In his brief, Tenenbaum argues that these figures are "grossly excessive" for defendants who don't sell pirated music or otherwise profit from it, and is asking the judge in the case to rule that the damages provided for in the statute don't apply to non-commercial infringers.

A similar argument was raised in the only case to go to a jury trial--the lawsuit against Minnesota resident Jammie Thomas. In that case, the jury found Thomas liable and ordered her to pay $220,000, or $9,250 per track, spurring Thomas to argue that the damages were disproportionate to any harm suffered by the record industry. The judge in the case, Michael Davis, declared a mistrial on other grounds. But in his opinion, he wrote that damages were inordinately high and called on Congress to change the law.

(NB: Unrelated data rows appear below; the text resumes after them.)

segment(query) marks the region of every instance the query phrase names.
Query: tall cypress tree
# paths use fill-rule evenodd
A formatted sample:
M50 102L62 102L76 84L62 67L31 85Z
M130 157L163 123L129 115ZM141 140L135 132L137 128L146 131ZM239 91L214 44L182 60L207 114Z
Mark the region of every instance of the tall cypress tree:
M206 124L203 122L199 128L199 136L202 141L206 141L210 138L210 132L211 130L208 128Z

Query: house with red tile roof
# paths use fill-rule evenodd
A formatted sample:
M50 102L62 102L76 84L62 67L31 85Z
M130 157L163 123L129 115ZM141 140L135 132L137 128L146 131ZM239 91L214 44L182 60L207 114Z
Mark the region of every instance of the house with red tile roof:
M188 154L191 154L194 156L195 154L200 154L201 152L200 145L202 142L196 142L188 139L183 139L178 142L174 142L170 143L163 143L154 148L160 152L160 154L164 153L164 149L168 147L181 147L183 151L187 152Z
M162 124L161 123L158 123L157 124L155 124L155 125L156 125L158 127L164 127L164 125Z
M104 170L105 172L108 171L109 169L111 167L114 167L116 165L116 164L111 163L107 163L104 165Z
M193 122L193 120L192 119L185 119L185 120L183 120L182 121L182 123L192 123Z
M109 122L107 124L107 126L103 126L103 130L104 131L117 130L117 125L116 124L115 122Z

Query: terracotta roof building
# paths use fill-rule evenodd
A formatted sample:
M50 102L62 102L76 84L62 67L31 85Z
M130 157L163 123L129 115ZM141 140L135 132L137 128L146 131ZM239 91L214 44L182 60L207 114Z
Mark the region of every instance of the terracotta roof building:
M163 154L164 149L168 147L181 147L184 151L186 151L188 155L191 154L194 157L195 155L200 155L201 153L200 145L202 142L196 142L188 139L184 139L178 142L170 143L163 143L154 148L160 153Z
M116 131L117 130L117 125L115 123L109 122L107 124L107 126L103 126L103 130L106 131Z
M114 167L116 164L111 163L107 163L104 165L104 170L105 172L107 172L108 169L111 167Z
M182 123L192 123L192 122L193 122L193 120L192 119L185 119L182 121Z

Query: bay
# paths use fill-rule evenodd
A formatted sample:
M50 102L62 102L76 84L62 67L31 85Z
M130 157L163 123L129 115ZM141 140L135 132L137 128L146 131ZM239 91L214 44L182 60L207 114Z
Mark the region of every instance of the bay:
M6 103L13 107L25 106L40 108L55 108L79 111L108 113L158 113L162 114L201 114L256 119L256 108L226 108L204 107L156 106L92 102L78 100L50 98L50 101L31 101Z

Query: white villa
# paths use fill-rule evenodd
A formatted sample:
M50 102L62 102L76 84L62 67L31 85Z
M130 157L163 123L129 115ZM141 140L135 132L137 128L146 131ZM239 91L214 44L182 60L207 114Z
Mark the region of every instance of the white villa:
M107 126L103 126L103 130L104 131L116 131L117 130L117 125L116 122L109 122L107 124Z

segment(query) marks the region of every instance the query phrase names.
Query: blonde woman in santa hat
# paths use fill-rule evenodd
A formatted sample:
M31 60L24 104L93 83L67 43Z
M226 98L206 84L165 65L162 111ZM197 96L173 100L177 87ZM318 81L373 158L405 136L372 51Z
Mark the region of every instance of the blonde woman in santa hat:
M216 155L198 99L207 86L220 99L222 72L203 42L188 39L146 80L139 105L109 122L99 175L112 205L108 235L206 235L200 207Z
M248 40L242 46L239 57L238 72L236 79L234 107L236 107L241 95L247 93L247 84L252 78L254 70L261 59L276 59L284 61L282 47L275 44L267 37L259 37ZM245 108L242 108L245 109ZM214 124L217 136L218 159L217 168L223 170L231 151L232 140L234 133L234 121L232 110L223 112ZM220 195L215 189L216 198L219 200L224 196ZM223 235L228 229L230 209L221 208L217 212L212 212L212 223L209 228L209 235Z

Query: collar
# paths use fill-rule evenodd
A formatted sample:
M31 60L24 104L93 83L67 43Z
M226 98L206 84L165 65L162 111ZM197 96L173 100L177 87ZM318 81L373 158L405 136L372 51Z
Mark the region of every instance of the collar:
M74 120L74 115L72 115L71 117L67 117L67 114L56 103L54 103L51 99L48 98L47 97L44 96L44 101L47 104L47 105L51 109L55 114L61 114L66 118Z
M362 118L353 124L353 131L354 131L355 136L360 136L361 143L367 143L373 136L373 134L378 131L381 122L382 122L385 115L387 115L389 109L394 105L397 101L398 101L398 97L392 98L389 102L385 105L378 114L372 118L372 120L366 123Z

The record industry has previously argued that the statutory damages are lawful because they "reflect a carefully considered and targeted legislative judgment intended not only to compensate the copyright owner, but also to punish the infringer, deter other potential infringers, and encourage vigorous enforcement of the copyright laws."

In another case, judge Xavier Rodriguez in San Antonio, Texas ordered 20-year-old Whitney Harper to pay only $200 a track for file-sharing. Rodriguez justified that ruling on the theory that Harper, a high school student at the time she shared files, was an "innocent infringer."

From 2003 through late last year, the RIAA sued or threatened to sue around 35,000 individuals for file-sharing. Many agreed to pay four-figure sums to settle the charges without a trial. Late last year, the RIAA said it would stop bringing new cases against individuals, but that lawsuits already in the pipeline, like the high-profile Tenenbaum case, would continue.

The Tenenbaum case garnered headlines earlier this year when Judge Nancy Gertner granted Tenenbaum's motion to Webcast proceedings. The First Circuit Court of Appeals later stayed that ruling.